Data recovery from hard drives has not changed much in decades. However, the effectiveness and ease of use of free tools has increased greatly. Also, the fact that CD’s, DVD’s, flash drives, SD cards and USB keys are made to behave like hard drives makes them candidates for recovery using the same tools. SSD’s provide some new challenges due to techniques they use to extend their life expectancy but for the most part are recoverable in the same manner as platter based drives.
In this series we’ll look at some real world examples of disastrous situations salvaged and made better again.
We will be looking at Windows (FAT and NTFS) filesystems.
How files are deleted
Deleted files are not removed from the hard drive until the space that they occupy is needed by a new file.
When a file is deleted, the list of disk clusters occupied by the file is erased, marking those sectors available for use by other files created or modified thereafter. If the file wasn’t fragmented and the clusters haven’t been reused, you should have a great chance of getting it back.
Recovery is often done by looking at the raw data on the disk for unreferenced data, then determine the file type and directory structure, rebuild them and save them elsewhere.
Simple Recovery with Recuva
We’ll do this in Windows XP Professional Service Pack 3
Here are the files in the Important Files folder
Delete the files in the Important Files folder
Empty the Recycle Bin
Download and install Recuva
http://www.piriform.com/recuva
and run it
Choose Other to recover all types of problems.

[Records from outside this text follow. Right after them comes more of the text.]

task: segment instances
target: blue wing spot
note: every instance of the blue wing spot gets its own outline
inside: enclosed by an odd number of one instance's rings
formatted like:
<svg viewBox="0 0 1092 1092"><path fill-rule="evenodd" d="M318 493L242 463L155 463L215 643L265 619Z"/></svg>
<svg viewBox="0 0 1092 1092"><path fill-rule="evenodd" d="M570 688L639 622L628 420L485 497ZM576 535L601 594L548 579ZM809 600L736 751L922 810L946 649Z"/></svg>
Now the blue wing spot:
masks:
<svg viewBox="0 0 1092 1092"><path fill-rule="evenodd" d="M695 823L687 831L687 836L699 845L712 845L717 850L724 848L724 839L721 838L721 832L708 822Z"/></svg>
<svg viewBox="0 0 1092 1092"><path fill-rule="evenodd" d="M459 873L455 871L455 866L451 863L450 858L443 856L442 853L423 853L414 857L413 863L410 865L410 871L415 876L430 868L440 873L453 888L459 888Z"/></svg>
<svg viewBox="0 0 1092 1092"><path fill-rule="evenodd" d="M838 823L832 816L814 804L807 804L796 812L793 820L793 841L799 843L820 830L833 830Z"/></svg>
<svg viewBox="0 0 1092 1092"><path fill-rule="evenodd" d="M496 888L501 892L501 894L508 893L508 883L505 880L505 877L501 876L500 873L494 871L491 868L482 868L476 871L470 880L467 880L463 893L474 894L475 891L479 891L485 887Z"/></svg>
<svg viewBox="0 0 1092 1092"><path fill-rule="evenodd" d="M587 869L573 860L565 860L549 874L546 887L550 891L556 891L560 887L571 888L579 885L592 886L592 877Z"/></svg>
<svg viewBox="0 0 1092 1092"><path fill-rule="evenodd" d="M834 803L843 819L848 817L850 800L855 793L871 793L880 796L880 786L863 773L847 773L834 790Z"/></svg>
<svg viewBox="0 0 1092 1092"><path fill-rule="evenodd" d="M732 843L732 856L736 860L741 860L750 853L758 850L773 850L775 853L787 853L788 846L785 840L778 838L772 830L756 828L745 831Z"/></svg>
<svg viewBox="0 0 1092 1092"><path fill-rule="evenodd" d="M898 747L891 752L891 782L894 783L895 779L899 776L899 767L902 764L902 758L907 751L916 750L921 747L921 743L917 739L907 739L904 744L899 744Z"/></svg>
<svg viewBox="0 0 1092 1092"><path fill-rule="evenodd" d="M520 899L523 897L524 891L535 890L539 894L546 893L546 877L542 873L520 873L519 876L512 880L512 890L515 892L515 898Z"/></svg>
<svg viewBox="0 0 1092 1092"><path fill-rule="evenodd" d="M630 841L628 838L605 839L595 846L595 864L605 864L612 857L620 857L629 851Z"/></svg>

Choose a location to scan for deleted files (the Important Files folder in our example)
Enable Deep Scan
Wait for it to work its magic
Now you see a list of the files that it found and whether or not they are recoverable. Click the button to Switch to Advanced Mode and click Options, go to the Actions tab and make sure that Restore Folder Structure is checked so you recover the files in their folders instead of all in one place.
Click Recover to recover files to Recovery folder.
And now the files have all been recovered.
What Happens When You Overwrite Some of the Deleted Data ?
This time we have our files in the Important Files2 folder
We Shift-Delete the files in the Important Files2 folder
Now before attempting to recover the files that we deleted, we put a bunch of images into the Important Files2 folder
Now the Globe image is unrecoverable because some of its data was overwritten by one of the pictures that we added after deleting.
This illustrates why it is important to attempt recovery before anything else is written on the disk and potentially overwrite the data that you need to recover.